You can see that the quality is constant (and low).

Generally, the quality should decrease as you move toward the back of the lead as shown in the figure below. (The image is from the official website of Fastqc https://www.bioinformatics.babraham.ac.uk/projects/fastqc/)

Well, the problem there is old software, so it can’t be helped.

Mapping using BWA

Now, since it is a whole genome sequence, I will map it with bwa. What what. It’s a minimap? This is a world view from 10 years ago, and it’s an article played with wgsim, there is no long lead! !! I was upset. God must be careful not to be distraught.

First of all, create an index.

bwa index poo.fa

Pooh’s genome size is small, so I think execution will be completed in an instant. Let’s play bwa. (Bwa is also a tool made by Heng Li. It can be called God.)

bwa mem poo.fa poo_1.fq poo_2.fq >poo_wgs.sam

Well, let’s add SAM → BAM, BAM → sorted BAM, even indexes.

samtools view -bS poo_wgs.sam >poo_wgs.bam
samtools sort poo_wgs.bam poo_wgs.sorted
samtools index poo_wgs.sorted.bam

Let’s see the lead situation with IGV

In IGV, set poo.fa as the reference genome and open poo_was.sorted.bam.

Uooo!
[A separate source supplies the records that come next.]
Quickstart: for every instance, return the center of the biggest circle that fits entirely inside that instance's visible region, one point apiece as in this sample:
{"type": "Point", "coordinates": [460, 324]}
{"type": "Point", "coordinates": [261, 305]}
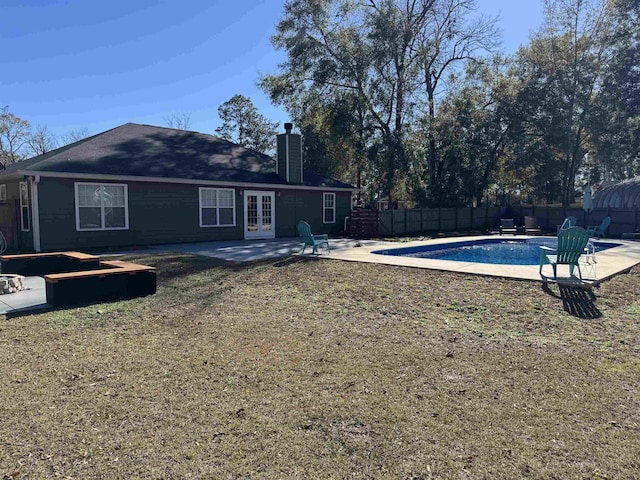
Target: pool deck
{"type": "Point", "coordinates": [608, 262]}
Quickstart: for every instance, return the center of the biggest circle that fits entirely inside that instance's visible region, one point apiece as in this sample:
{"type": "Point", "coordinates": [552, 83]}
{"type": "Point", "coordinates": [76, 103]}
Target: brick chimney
{"type": "Point", "coordinates": [289, 155]}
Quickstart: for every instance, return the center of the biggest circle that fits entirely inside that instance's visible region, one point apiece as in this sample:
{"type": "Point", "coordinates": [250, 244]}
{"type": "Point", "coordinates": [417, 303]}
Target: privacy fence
{"type": "Point", "coordinates": [432, 220]}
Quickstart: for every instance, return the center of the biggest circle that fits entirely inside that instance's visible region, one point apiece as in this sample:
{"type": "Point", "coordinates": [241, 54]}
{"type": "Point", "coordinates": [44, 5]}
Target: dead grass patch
{"type": "Point", "coordinates": [326, 369]}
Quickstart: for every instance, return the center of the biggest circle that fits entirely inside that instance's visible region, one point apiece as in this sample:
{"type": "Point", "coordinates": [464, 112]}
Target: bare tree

I’m done! I’m done! (Noisy)

igv_snapshot.png

Now, IGV actually has a convenient split view function. Let’s use this to observe the location of mutations.

image.png

Uooo! Older brother

The mutation has been properly detected.

in conclusion

By the way, I wrote an article about the mysterious creature ** Pooh ** in a whim, but it turned out that it was fun to write unexpectedly, and it was also a study. Pooh series, I may write if I feel like it again.